Sarman mengatakan, bila nantinya pekerja yang melahirkan itu mengalami masalah kesehatan, maka Pengusaha meminta agar ada kejelasan mengenai rumah sakit/puskesmas yang menyatakan bahwa ibu tersebut memang membutuhkan waktu cuti tambahan.
"Kira-kira institusi atau mungkin dari mana kami atau pengusaha mendapatkan bahwa katakanlah memang ada kelainan bagi si ibu maupun si bayi misalnya. Jadi ini kan harus jelas sumbernya, apakah itu harus dari rumah sakit, ataukah dari puskesmas atau dokter spesialis atau dari tenaga medis tertentu misalnya," jelasnya.
Menurut Sarman, hal tersebut harus dijelaskan pemerintah agar tidak menjadi permainan oleh para pekerja. Karena pada akhirnya akan merugikan pengusaha.
"Sehingga ini jangan menjadi akal-akalan yang akhirnya juga menjadi kerugian bagi pengusaha dalam hal ini. Ya kalau memang itu sesuatu kelainan yang perlu perawatan, tentu nanti pengusaha akan memberikan pertimbangan cuti tambahan selama tiga bulan dalam hal ini," terangnya.
Meski demikian, Sarman menuturkan bahwa secara umum cuti melahirkan yang akan diberikan perusahaan kepada pekerjanya adalah selama tiga bulan.
"Kalau secara umum kami lihat bahwa kewajiban pengusaha itu adalah tetap tiga bulan. Jadi saya rasa kalau tetap tiga bulan itu sudah lazim dilaksanakan selama ini sudah berlaku," ujarnya.
Adapun, aturan pemberian cuti kepada ibu hamil maksimal 6 bulan itu tercantum dalam Pasal 4 disebutkan cuti melahirkan dengan ketentuan paling singkat 3 bulan pertama. Kemudian paling lama 3 bulan berikutnya jika terdapat kondisi khusus yang dibuktikan dengan surat keterangan dokter.
“Cuti melahirkan sebagaimana dimaksud pada Ayat (3) huruf a wajib diberikan oleh pemberi kerja,” bunyi UU 4/2024 dikutip pada Rabu, 3 Juli 2024.
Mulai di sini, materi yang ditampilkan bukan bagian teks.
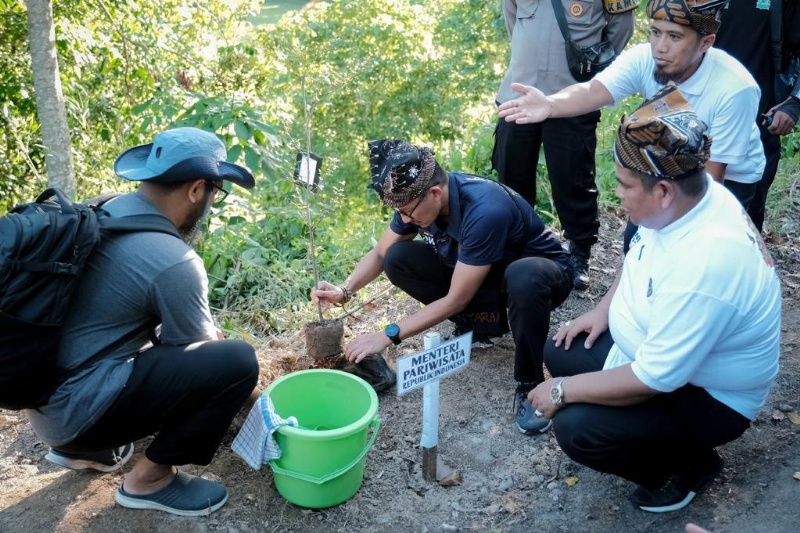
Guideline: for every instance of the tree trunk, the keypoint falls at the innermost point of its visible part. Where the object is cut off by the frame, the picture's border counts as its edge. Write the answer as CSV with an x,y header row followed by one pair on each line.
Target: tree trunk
x,y
49,98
Sementara, ibu yang melahirkan juga diberikan waktu istirahat 1,5 bulan atau sesuai dengan surat keterangan dokter, dokter kebidanan dan kandungan, atau bidan jika mengalami keguguran, sebagaimana diatur dalam Pasal 4 Ayat (3) huruf b.
Untuk kondisi khusus sebagaimana dimaksud, yakni ibu mengalami masalah kesehatan, gangguan kesehatan, komplikasi pasca persalinan atau keguguran, anak yang dilahirkan mengalami masalah kesehatan, gangguan kesehatan, atau komplikasi. Hal ini diatur pada Pasal 4 Ayat (5).
Selanjutnya, pemerintah mengatur bahwa ibu yang sedang melaksanakan hak cuti tidak bisa diberhentikan oleh perusahaan tersebut sebagaimana tercantum dalam Pasal 5 Ayat (1).
“Setiap Ibu yang melaksanakan hak sebagaimana dimaksud dalam Pasal 4 Ayat (3) huruf a dan huruf b tidak dapat diberhentikan dari pekerjaannya dan tetap memperoleh haknya sesuai dengan ketentuan peraturan perundang-undangan di bidang ketenagakerjaan,” bunyi beleid tersebut.